The law is well-established that an arbitrator has no jurisdiction to hear grievances predating a collective agreement.

A recent illustration is found in the preliminary decision of arbitrator Dana Randall in OPSEU, Local 684 v Canadian Mental Health Association. That decision addressed the employer's motion that two grievances were inarbitrable because their subject matter predated the parties' first collective agreement.

The uncontested facts were that on September 14, 2014 the parties entered into Minutes of Settlement for their first collective agreement. The term of said collective agreement was October 10, 2014 to October 9, 2016.

The grievor alleged that he had been improperly situated on the pay grid and that the employer had not provided the grievor with benefits under its plan. Specifically, the grievor took the position that:

  1. his pay grid increase should have been effective August 22, 2012, notwithstanding that the parties agreed in the Minutes of Settlement that step increase were to take place effective October 10, 2014; and
  1. he should have been provided benefits for a period predating the collective agreement even though the employer's policy of excluding from its plan employee's, like the grievor, whose spouses had benefit coverage was in force until October 10, 2014.

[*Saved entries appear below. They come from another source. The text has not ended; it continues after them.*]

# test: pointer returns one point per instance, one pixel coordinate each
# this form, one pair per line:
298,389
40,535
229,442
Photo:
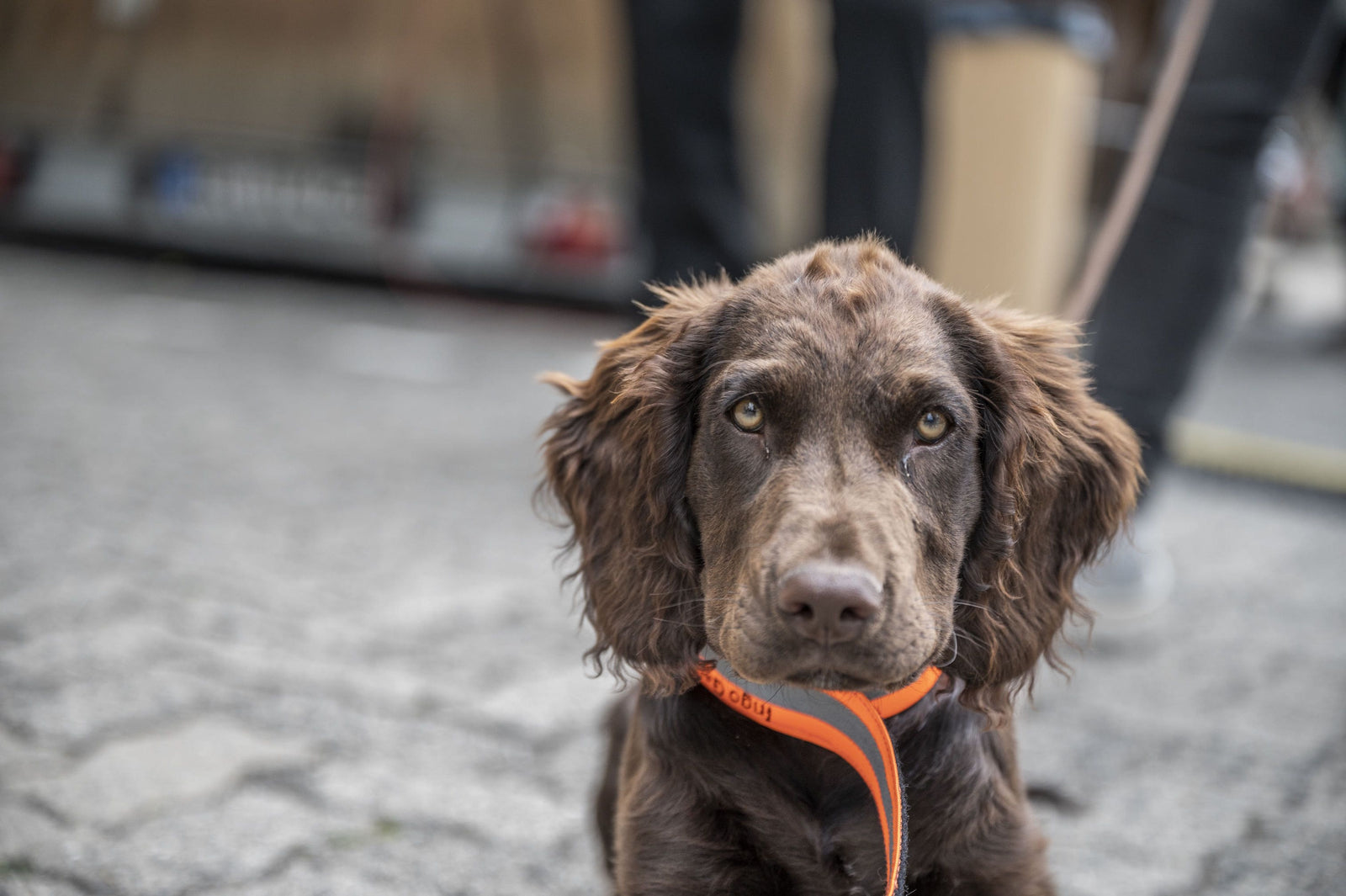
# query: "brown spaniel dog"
834,474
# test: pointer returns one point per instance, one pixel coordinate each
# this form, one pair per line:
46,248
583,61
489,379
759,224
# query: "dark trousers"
692,204
1179,260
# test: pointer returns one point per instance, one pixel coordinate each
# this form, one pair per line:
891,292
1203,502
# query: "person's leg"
1179,260
875,136
692,206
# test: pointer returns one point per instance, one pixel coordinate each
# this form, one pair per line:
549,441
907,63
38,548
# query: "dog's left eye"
932,427
747,415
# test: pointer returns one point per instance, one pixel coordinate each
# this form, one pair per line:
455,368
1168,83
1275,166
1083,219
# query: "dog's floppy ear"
616,459
1060,478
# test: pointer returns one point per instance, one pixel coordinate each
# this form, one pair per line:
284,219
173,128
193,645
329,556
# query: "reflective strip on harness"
843,721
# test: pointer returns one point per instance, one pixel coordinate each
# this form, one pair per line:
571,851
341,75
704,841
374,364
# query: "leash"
845,723
1141,167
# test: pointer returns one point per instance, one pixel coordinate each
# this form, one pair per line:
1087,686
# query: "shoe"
1131,581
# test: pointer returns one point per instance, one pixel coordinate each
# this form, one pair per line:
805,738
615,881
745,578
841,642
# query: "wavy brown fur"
684,527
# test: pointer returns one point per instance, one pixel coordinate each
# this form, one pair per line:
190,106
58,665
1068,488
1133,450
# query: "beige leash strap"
1141,166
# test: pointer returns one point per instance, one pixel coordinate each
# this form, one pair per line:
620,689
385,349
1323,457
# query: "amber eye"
747,415
932,427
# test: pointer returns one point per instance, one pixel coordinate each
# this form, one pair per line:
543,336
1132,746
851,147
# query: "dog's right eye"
747,415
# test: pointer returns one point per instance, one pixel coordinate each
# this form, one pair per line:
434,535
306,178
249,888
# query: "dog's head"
835,474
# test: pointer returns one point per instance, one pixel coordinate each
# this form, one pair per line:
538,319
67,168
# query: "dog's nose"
829,603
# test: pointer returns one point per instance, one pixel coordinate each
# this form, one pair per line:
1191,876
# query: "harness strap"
843,721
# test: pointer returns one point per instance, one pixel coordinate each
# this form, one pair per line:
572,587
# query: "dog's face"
835,482
835,473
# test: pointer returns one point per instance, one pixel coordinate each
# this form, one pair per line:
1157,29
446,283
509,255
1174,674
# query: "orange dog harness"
843,721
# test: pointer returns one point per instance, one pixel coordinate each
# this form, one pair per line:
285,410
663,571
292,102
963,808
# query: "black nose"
829,603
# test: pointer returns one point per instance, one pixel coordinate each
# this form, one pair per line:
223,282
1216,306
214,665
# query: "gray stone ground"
278,618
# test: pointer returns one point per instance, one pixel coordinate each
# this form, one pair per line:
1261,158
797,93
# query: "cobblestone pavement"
276,617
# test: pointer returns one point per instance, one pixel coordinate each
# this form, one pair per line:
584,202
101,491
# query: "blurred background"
276,278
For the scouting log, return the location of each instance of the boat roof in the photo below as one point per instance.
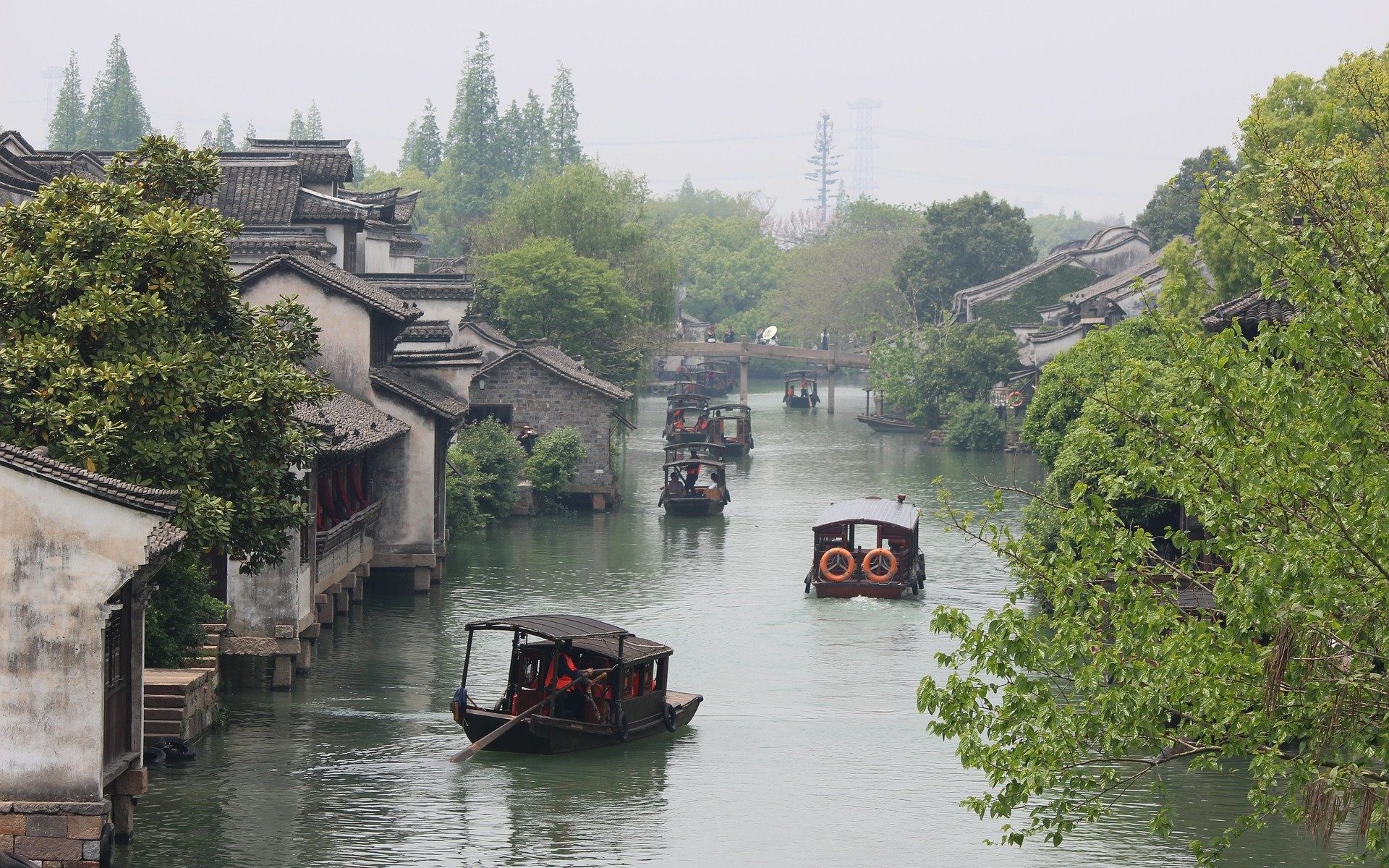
(870, 511)
(558, 628)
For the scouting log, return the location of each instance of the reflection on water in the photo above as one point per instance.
(807, 750)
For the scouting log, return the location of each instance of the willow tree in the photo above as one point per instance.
(1271, 663)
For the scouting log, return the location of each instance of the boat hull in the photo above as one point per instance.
(694, 506)
(545, 735)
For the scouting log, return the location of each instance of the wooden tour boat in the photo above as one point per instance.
(844, 567)
(802, 391)
(599, 685)
(681, 489)
(732, 425)
(891, 424)
(684, 414)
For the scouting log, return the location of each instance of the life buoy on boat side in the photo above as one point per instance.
(880, 564)
(836, 564)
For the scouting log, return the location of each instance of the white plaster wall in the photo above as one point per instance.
(61, 555)
(345, 327)
(406, 480)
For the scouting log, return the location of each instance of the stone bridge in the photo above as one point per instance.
(744, 352)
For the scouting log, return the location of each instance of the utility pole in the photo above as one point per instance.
(863, 181)
(824, 164)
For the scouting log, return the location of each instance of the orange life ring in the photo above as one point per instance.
(846, 563)
(874, 561)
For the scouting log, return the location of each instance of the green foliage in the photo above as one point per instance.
(1176, 206)
(1274, 448)
(966, 242)
(563, 122)
(545, 289)
(1042, 292)
(485, 463)
(1073, 377)
(67, 128)
(226, 137)
(727, 264)
(116, 117)
(1186, 294)
(127, 349)
(553, 464)
(178, 608)
(974, 425)
(1052, 229)
(842, 279)
(920, 371)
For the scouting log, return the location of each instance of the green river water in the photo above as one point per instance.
(806, 752)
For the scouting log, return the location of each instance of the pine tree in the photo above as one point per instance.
(428, 143)
(537, 138)
(407, 150)
(116, 117)
(226, 138)
(824, 164)
(314, 122)
(359, 163)
(472, 129)
(67, 129)
(563, 122)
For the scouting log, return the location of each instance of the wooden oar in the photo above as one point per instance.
(471, 750)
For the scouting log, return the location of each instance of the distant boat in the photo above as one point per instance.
(620, 696)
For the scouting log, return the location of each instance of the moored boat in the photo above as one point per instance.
(844, 567)
(802, 391)
(732, 427)
(599, 684)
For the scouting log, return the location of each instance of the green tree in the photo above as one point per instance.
(313, 122)
(485, 464)
(1073, 377)
(1186, 292)
(224, 138)
(727, 264)
(67, 128)
(1176, 206)
(545, 289)
(966, 242)
(553, 466)
(563, 122)
(1274, 448)
(116, 117)
(921, 370)
(128, 350)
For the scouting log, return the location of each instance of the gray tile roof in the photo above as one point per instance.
(160, 502)
(349, 425)
(256, 191)
(563, 365)
(421, 286)
(421, 391)
(331, 277)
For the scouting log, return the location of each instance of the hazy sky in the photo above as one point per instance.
(1073, 104)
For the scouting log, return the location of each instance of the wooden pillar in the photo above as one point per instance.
(742, 374)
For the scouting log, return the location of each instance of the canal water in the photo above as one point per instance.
(806, 752)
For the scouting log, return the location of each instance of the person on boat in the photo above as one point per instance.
(674, 488)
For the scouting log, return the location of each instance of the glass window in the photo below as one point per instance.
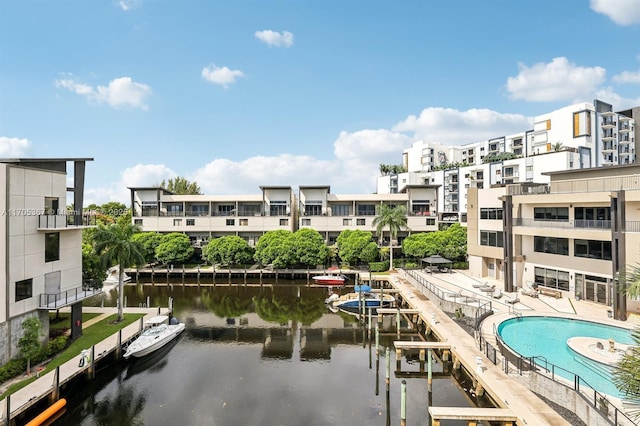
(51, 246)
(24, 289)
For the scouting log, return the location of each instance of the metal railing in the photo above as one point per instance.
(58, 300)
(581, 224)
(540, 365)
(65, 221)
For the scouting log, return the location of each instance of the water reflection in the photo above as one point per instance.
(262, 356)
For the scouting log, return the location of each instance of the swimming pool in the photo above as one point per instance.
(547, 337)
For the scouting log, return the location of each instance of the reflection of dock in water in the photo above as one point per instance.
(279, 342)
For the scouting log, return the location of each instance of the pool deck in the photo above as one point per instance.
(507, 392)
(510, 393)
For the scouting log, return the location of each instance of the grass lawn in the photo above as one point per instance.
(90, 336)
(64, 319)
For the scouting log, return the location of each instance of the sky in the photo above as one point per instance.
(241, 94)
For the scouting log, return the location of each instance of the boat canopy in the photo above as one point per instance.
(158, 319)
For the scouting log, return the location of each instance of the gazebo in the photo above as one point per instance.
(437, 260)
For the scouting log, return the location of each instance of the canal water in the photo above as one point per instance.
(262, 355)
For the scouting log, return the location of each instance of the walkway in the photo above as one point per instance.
(508, 393)
(24, 398)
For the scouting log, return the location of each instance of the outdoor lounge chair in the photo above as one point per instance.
(512, 300)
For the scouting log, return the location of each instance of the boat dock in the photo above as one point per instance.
(48, 385)
(517, 404)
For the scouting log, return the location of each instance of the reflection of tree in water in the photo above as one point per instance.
(281, 308)
(123, 408)
(226, 304)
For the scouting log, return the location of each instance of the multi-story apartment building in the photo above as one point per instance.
(579, 233)
(41, 262)
(203, 217)
(578, 136)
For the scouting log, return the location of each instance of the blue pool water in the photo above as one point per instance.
(547, 337)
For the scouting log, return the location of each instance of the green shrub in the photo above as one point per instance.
(379, 266)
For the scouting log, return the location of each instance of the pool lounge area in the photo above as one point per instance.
(546, 338)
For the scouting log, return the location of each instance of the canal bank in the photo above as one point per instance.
(47, 387)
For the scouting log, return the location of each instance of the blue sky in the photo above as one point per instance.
(238, 94)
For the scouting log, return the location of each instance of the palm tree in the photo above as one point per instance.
(626, 376)
(393, 218)
(114, 244)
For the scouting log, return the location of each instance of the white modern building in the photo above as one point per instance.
(203, 217)
(578, 234)
(578, 136)
(41, 262)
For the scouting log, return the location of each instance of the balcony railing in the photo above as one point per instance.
(582, 224)
(65, 221)
(65, 298)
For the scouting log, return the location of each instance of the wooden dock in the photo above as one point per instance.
(472, 415)
(48, 384)
(526, 407)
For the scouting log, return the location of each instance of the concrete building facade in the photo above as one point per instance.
(42, 255)
(578, 234)
(578, 136)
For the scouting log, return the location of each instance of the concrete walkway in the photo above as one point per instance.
(508, 393)
(43, 386)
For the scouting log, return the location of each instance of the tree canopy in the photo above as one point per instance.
(308, 247)
(180, 185)
(356, 246)
(115, 245)
(149, 242)
(450, 243)
(392, 218)
(274, 248)
(174, 248)
(228, 250)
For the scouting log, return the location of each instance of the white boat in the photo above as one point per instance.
(157, 333)
(352, 301)
(112, 276)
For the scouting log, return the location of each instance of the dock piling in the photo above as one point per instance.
(403, 403)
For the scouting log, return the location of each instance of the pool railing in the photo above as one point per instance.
(540, 365)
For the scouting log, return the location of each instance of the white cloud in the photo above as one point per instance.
(558, 80)
(622, 12)
(454, 127)
(353, 169)
(14, 147)
(223, 176)
(274, 38)
(222, 76)
(610, 96)
(140, 175)
(120, 92)
(627, 77)
(360, 154)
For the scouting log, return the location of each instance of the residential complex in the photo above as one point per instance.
(41, 263)
(578, 136)
(577, 234)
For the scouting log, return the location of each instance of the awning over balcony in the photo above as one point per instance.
(54, 301)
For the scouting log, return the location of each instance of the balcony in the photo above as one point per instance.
(581, 224)
(53, 301)
(60, 222)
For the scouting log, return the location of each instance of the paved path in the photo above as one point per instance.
(40, 388)
(508, 393)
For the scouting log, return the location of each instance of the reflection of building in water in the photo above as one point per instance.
(278, 342)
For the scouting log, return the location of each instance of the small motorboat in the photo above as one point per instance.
(158, 331)
(352, 300)
(330, 279)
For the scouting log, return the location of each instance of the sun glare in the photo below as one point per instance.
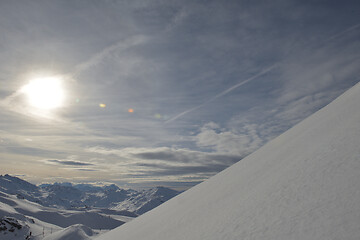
(45, 93)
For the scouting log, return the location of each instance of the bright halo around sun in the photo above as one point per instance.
(45, 93)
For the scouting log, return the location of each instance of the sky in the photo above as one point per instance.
(164, 92)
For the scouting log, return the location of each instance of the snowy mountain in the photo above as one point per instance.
(85, 196)
(305, 184)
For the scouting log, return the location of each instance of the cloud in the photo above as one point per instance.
(68, 162)
(223, 93)
(106, 52)
(239, 142)
(157, 163)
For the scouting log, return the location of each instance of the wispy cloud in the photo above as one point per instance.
(223, 93)
(68, 162)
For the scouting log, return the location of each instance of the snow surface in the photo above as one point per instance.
(305, 184)
(74, 232)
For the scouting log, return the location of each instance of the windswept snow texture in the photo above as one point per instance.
(75, 232)
(305, 184)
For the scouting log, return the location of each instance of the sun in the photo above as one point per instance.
(45, 93)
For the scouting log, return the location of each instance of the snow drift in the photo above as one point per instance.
(305, 184)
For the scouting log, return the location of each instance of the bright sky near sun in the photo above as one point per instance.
(144, 93)
(45, 93)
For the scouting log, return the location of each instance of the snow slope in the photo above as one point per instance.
(305, 184)
(74, 232)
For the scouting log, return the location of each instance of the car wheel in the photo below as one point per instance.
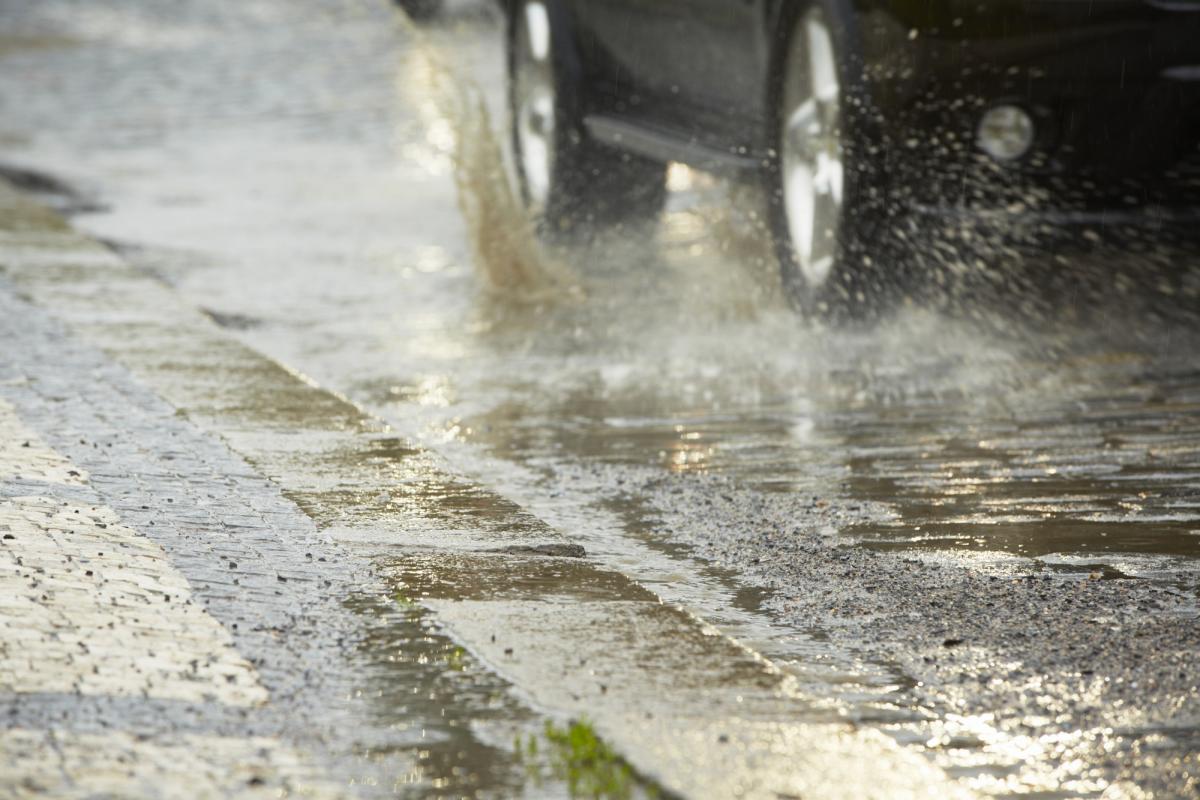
(420, 10)
(820, 210)
(569, 182)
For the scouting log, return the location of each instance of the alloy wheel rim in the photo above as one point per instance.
(535, 103)
(811, 149)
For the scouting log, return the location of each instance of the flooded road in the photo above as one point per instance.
(973, 528)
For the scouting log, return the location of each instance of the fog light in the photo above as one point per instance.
(1006, 132)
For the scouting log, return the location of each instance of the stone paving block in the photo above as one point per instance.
(107, 612)
(71, 765)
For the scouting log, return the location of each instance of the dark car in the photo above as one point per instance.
(858, 112)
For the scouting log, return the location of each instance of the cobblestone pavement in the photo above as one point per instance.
(220, 559)
(977, 537)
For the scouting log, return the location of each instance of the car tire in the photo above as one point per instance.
(420, 10)
(571, 184)
(825, 198)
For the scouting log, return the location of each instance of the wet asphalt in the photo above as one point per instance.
(975, 525)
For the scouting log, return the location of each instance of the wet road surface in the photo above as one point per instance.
(978, 535)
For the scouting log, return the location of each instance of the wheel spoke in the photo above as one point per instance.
(535, 106)
(811, 158)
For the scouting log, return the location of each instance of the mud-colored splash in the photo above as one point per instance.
(504, 245)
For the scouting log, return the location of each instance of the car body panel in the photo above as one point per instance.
(1114, 84)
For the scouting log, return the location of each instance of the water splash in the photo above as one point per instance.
(515, 265)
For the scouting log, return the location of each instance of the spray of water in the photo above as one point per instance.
(505, 248)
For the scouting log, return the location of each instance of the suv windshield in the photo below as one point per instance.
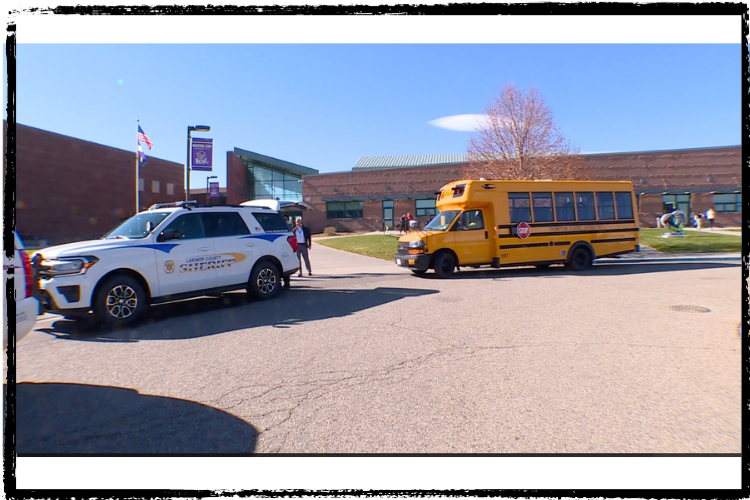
(138, 226)
(271, 222)
(442, 221)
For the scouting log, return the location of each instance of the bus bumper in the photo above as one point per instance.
(419, 262)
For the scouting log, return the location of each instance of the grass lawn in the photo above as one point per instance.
(692, 242)
(384, 246)
(381, 246)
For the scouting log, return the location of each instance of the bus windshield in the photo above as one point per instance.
(442, 221)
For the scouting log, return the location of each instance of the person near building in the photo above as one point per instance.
(304, 242)
(698, 218)
(710, 216)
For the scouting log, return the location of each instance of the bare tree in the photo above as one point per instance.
(521, 140)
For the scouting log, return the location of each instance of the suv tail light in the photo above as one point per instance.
(27, 274)
(293, 242)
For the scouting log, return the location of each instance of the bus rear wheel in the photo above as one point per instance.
(579, 260)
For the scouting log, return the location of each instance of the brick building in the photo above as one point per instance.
(379, 189)
(68, 189)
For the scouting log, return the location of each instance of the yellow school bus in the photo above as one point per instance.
(514, 223)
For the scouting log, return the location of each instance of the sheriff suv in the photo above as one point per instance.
(168, 252)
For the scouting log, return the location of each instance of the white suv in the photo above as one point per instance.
(168, 252)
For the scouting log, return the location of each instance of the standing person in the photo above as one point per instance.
(409, 218)
(710, 216)
(304, 242)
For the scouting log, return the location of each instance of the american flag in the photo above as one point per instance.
(142, 137)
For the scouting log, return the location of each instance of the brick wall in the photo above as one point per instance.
(68, 189)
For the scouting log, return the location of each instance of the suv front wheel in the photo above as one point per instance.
(120, 301)
(265, 280)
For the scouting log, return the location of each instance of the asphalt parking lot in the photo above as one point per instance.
(632, 356)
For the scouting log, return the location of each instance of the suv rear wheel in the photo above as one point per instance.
(265, 280)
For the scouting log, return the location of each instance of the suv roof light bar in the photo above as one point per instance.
(180, 204)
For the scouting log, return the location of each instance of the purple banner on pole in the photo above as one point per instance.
(202, 154)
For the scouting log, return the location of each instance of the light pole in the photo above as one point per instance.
(208, 179)
(196, 128)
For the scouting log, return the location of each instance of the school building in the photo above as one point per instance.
(67, 189)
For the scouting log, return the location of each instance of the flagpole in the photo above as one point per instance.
(137, 168)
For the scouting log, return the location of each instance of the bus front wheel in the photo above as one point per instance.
(444, 265)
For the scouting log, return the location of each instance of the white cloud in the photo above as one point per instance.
(461, 123)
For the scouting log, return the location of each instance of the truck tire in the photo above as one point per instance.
(579, 259)
(444, 265)
(265, 280)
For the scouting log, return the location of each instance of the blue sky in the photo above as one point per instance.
(325, 105)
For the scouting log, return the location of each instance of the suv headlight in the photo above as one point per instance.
(66, 266)
(417, 246)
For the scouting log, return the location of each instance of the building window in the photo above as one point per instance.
(344, 210)
(426, 208)
(272, 184)
(729, 202)
(674, 202)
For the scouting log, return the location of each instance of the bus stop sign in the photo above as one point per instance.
(523, 230)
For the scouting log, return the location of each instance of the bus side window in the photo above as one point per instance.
(520, 209)
(542, 207)
(624, 205)
(473, 219)
(585, 206)
(605, 206)
(564, 208)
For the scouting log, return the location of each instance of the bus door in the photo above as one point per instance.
(474, 237)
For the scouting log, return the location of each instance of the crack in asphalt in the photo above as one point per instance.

Arbitrator Randall dismissed both grievances because he found that he was without jurisdiction to hear them. In his reasons, Arbitrator Randall affirmed the general proposition that grievances arising before a collective agreement comes into effect are inarbitrable under that collective agreement.

Arbitrator Randall carefully distinguished the circumstances before him from those where an arbitrator might take jurisdiction, such as where grievances arose, not before there being a collective agreement at all, but rather under a previous collective agreement between the same parties.

The take-away for employers is to scrutinize the date on which the subject matter of a grievance is alleged to arisen. Should that date be before the effective date of the first collective agreement between the parties, the grievance is inarbitrable and the employer should move to have it dismissed on that basis.

The content of this article is intended to provide a general guide to the subject matter. Specialist advice should be sought about your specific circumstances.